Sunday, June 18, 2017

Country (Midwestern) Music



I fell in love with the Midwest. And then I fell in love in the Midwest.
I grew up on the West Coast and hadn’t spent much time in the Midwest until I went to college. I enrolled at the University of Missouri-Columbia, packed up the bare minimum, and moved seventeen hundred miles.
It was a fantastic university in a town full of arts, and sports, and no parental supervision. I met lifelong friends and started my writing career.
And unlike my childhood home in Nevada, it was green everywhere, and humid, and full of trees that exploded with color in the spring and the fall. It rained during the summer. There were fireflies. All astonishments of nature that I’d only experienced in books. 
Green, everywhere!
I couldn’t help but fall in love with the place. And then I fell in love with the man who would become my husband. And he introduced me to Branson.
You might have heard of it. Country music theaters, huge busloads of tourists. 
But it’s also in a very proudly rural area in the Ozark Mountains that was well known for its outdoor recreation and fishing long before it became a country music draw. And it has many of the characteristics the Midwest is known for – the slower pace, the welcoming attitude, the politeness. 

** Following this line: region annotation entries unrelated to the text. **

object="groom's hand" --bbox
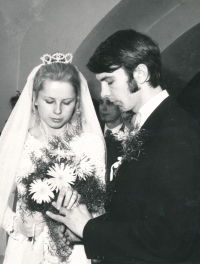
[58,225,82,246]
[46,204,92,238]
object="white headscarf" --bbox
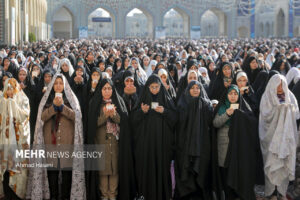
[209,49,219,62]
[23,56,34,69]
[146,60,157,77]
[58,58,74,77]
[286,67,300,85]
[259,74,299,196]
[179,50,189,60]
[0,78,30,199]
[26,73,86,200]
[129,58,148,84]
[17,52,26,66]
[198,67,210,84]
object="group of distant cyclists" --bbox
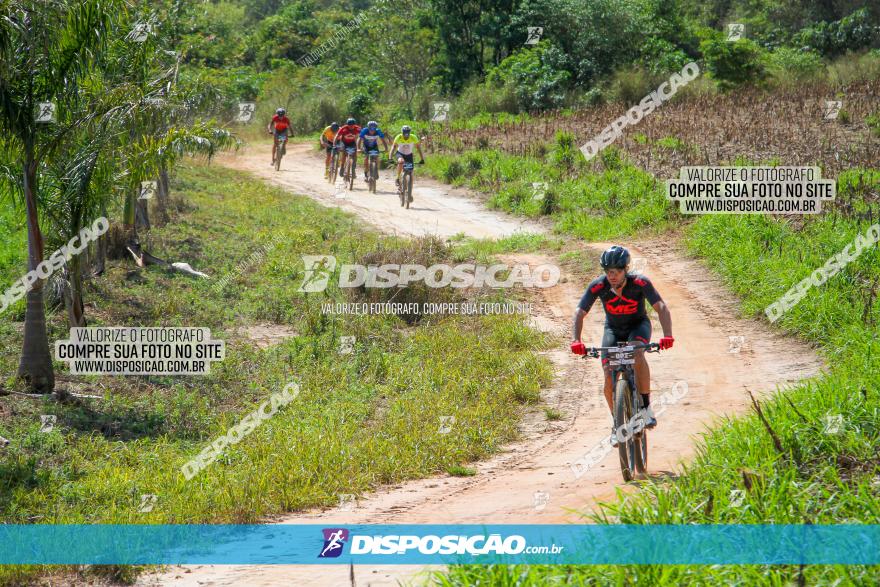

For instance, typical Midwestern friendliness can be amplified by the small size of a town. On one visit to Branson, we were running errands. A driver waved to us as we passed her while pulling into a parking lot. I was confused. What was she trying to communicate? Was our muffler falling off? Our tire flat? We weren’t in her way, were we? What was her problem, I groused. My husband looked at me with a mixture of pity and exasperation.
“She was waving at us. To say hello. Because she’s friendly. People do that here.”
Oh.
That possibility had never entered my citified brain. I resolved to immerse myself as much as I could. And the more I learned about Branson, the more fascinating it became to me. It’s a small town … but it isn’t. Less than 11,000 people live there (more than double the population when my husband first took me to visit). Yet it gets millions of visitors a year. So it has to have an infrastructure that supports this huge tourism industry. And that dichotomy has always fascinated me.
So when I decided to begin writing a mystery series, I knew immediately where I would locate it. How could I ask for more – a place that was a small town and a big city all at once, and that was located in my beloved Missouri?
I’m not a native, and I didn’t want my protagonist to be, either. I wanted my readers to see the Midwest through the eyes of someone who was experiencing it – the good and the bad – for the first time. And so I made my Sheriff Hank Worth an outsider who’s suddenly put in charge of the entire department when the former sheriff resigns the job. There are many people who aren’t happy with his appointment and try to discredit and undermine him. And Hank, who’s been a big city street cop for years, has no experience running an organization or managing employees.
He’s trying to figure all that out when one of the area’s biggest tourist attractions, a showboat called The Branson Beauty, crashes on a nearby lake. But what starts out as the logistical headache of rescuing more than a hundred stranded passengers turns into a criminal nightmare when the body of a murdered college student is found in a locked room.
This is the perfect Branson combination for me – tourism and nature. The showboat, with its skirt-twirling, fiddle-playing, tap-dancing extravaganza of a stage show, employs several of my characters and entertains many others. And it wouldn’t exist without the lake, a giant recreational jewel just outside of the city limits.
I’m looking forward to exploring more of Southern Missouri and the Midwest as my Hank Worth series continues. Hank's next case will take him into the Ozark backwoods, where he has to solve the murder of a John Doe that sets him in the middle of a generations-long family feud. And that's in addition to running for election so he can keep his job as sheriff. He’s doing everything he can to win. And that’s because he – like me – has fallen in love with the Midwest.